MEMAHAMI KONSEP TRANSDISIPLIN
“Kompleksitas adalah hukum alam dan kesaling-terkaitan antar komponen yang kompleks tersebut adalah juga hukum alam.”
Paper sebagai tugas Mata Kuliah Filsafat Ilmu, S2 Penelitian dan Evaluasi Pendidikan, Program Pascasarjana Universitas Sarjanawiyata Tamansiswa
Oleh : Imam Subarkah, S.PdI
Apgar et. Al. (2009:1), menyatakan bahwa, “Masalah paling penting yang dihadapi manusia adalah masalah kompleksitas yang dicirikan dengan ketidak menentuan, multiperspektif dan proses salingketerkaitan antara satu sama lain”. Penjelasan ini memperkokoh pemahaman kita tentang hukum alam (sunatullah), bahwa kompleksitas adalah hukum alam dan kesaling-terkaitan antar komponen yang kompleks tersebut adalah hukum alam. Penjelasan inipun menunjukkan bahwa semua permasalahan yang dihadapi manusia tidak dapat dipahami dan dipecahkan dengan hanya menggunakan satu sudut pandang atau lebih singkatnya dengan tidak hanya menggunakan satu disiplin. Faktanya, semua teknologi sebagai penerapan ilmu untuk kebutuhan praktis manusia merupakan sinergi antar berbagai disiplin. Sebagai contoh, kenyamana suatu kursi empat kaki yang sering kita duduki merupakan sinergi antara disiplin ilmu matematika, fisika, ergonomi, dan lain-lain. Asumsi inilah yang membuat para pakar, khususnya mereka yang berkecimpung dalam penelitian atau upaya memahami dan memecahkan masalah apapun memandang perlu menggunakan pendekatan lintas-disiplin (transdisiplin).

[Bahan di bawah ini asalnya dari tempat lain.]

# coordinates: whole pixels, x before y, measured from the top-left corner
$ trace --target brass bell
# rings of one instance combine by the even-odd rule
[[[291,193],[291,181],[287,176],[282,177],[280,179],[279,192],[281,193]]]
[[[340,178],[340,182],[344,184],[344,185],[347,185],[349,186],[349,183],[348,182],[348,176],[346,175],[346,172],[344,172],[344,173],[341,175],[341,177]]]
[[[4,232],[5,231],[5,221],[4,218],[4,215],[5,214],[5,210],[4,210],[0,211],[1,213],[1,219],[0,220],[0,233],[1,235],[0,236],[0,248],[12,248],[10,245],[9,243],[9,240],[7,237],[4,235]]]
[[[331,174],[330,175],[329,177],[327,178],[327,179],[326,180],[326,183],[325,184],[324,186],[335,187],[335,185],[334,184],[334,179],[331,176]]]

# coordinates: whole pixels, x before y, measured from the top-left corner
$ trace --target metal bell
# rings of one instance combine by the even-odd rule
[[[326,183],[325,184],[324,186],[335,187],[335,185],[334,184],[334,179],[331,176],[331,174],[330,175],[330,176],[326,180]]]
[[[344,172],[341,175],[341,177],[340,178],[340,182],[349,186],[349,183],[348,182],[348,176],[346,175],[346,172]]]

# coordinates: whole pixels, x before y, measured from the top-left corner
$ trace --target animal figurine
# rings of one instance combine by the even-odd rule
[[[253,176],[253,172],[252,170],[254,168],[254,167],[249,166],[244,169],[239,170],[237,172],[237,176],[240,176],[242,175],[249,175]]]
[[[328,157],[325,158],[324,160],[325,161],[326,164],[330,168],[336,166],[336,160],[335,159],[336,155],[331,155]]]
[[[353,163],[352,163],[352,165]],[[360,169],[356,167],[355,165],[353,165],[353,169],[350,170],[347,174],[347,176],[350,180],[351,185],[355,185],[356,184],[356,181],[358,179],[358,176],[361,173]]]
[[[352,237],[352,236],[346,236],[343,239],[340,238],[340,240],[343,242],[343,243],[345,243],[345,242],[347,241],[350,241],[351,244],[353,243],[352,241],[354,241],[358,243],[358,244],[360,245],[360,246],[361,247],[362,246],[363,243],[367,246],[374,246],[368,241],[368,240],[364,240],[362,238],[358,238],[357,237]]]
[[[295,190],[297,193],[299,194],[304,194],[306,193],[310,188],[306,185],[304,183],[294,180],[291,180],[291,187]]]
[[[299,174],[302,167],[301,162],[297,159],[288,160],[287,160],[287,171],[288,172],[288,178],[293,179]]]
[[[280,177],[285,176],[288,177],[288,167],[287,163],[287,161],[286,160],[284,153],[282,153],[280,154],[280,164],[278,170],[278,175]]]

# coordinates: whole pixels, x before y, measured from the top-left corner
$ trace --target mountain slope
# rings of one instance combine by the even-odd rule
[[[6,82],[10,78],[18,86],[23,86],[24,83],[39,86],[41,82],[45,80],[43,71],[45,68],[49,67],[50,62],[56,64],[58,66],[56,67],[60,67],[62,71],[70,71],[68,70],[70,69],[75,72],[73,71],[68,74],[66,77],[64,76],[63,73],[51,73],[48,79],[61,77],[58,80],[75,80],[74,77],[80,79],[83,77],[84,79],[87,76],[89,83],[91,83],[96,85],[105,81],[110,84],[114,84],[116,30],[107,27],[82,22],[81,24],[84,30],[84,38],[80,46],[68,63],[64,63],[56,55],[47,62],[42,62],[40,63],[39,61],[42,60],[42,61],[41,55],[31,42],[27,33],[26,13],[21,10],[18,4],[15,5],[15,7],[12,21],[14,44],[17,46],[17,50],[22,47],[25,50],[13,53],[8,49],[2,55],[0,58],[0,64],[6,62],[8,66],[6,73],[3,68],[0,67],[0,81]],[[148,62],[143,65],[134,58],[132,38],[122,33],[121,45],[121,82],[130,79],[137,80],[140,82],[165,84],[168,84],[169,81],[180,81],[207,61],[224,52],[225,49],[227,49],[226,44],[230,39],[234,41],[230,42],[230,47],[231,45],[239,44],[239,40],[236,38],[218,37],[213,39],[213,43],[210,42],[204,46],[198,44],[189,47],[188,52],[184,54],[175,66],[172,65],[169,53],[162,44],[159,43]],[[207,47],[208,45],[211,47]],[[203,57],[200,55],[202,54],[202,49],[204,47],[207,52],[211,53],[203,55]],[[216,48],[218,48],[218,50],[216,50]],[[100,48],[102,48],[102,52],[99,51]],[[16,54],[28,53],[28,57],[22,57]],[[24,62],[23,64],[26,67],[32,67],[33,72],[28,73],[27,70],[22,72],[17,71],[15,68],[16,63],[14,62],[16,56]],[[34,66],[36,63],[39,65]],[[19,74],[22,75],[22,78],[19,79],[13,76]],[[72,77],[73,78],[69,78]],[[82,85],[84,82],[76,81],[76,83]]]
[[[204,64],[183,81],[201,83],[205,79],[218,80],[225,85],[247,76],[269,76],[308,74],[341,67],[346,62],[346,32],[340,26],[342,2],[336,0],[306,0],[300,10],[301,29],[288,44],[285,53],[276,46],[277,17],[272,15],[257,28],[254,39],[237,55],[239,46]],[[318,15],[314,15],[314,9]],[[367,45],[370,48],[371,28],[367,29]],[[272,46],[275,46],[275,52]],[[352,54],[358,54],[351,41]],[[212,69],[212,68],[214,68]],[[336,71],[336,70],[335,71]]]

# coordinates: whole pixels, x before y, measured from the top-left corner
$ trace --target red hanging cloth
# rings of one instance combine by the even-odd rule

Makalah ini akan mengupas tentang konsep Transdisiplin dalam upaya memahami dan memecahkan masalah kompleks dan urgensi pendidikan. Pembahasan akan meliputi konsep transidsiplin itu sendiri dan implikasi transdisiplin dalam membangun manusia sebagai pewaris kemaslahatan tidak hanya sesama manusia, tapi keberlangsungan bumi dan alam semesta.

ISI
“Setiap masalah adalah kompleks. Tidak bisa dipahami dan dipecahkan dengan dan dari hanya satu sudut pandang atau disiplin.”
Apakah Transdisiplin itu? Apa bedanya dengan “single discipline”, multidisiplin, dan interdisiplin? Apakah Transdisiplin itu suatu metode atau pendekatan? Transdisiplin sama halnya dengan multidisiplin atau interdisiplin merupakan suatu konsep istilah (terminologi) yang memiliki makna tersendiri yang membedakannya dengan yang lain.

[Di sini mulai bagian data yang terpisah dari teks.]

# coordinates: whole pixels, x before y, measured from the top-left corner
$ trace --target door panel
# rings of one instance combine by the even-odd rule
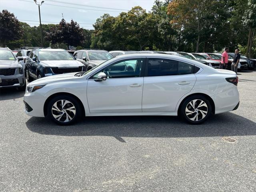
[[[141,112],[143,78],[88,81],[90,113]]]
[[[193,88],[196,79],[194,74],[144,77],[142,112],[174,111],[180,99]]]

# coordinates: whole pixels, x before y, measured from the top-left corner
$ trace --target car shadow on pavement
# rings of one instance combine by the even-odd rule
[[[0,101],[18,99],[24,96],[25,91],[19,91],[16,88],[0,88]]]
[[[26,122],[31,131],[44,135],[130,137],[197,137],[256,135],[256,123],[232,113],[211,116],[192,125],[177,117],[86,117],[76,124],[60,126],[48,118],[32,117]]]

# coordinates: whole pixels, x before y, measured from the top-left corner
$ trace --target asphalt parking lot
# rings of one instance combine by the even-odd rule
[[[1,90],[0,191],[256,191],[256,72],[238,77],[238,110],[196,126],[130,116],[60,126],[26,115],[24,92]]]

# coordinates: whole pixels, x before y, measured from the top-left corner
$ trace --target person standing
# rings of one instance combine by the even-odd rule
[[[238,63],[240,60],[240,54],[239,54],[239,50],[236,49],[235,51],[236,55],[233,59],[233,62],[231,65],[231,70],[237,74],[237,67],[238,66]]]
[[[228,62],[228,52],[229,52],[229,48],[228,47],[226,47],[225,48],[225,51],[222,53],[221,57],[221,69],[226,69],[227,67]]]

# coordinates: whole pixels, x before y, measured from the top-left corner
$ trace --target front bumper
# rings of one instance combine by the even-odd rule
[[[0,88],[8,88],[12,87],[22,87],[26,84],[26,79],[24,73],[20,74],[19,70],[16,69],[13,75],[0,75],[1,82]]]
[[[26,90],[23,100],[25,104],[24,112],[27,115],[44,117],[44,105],[46,99],[42,94],[37,91],[28,93]]]

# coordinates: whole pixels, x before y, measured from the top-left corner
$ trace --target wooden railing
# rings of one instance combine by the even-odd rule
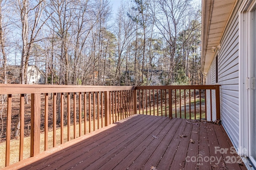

Dalam proceeding Simposium Internasional UNESCO (1998:5) berjudul: “Transdisciplinarity: Towards Integrative Process and Integrated Knowledge”, dikutip ungkapan Prof. Sommervile yang menyatakan bahwa, “We speak the language of our discipline, which raises two problems: first, we may not understand the languages of the other disciplines; second, more dangerously, we may think that we understand these, but do not, because although the same terms are used in different disciplines, they mean something very different in each”. Ungkapan tersebut menjelaskan bahwa kita sering berbicara dengan bahasa disiplin kita. Padahal terkadang hanya akan menimbulkan dua masalah. Pertama, kita mungkin tidak memahami bahasa disilpin ilmu yang lain dan kedua, lebih berbahaya lagi, kita mungkin berpkiri bahwa kita memahami masalah tersebut berdasarkan disiplin kita, padahal tidak. Karena meskipun satu istilah yang sama digunakan dalam disiplin yang berbeda, istilah-istilah tersebut memiliki makna yang sangat berbeda sehingga dipahami dengan cara yang berbeda pula. Artinya, setiap masalah adalah kompleks. Tidak bisa dipahami dan dipecahkan dengan dan dari hanya satu sudut pandang atau disiplin. Itulah gunanya sinergi lintas disiplin (transdiscilinary synergy).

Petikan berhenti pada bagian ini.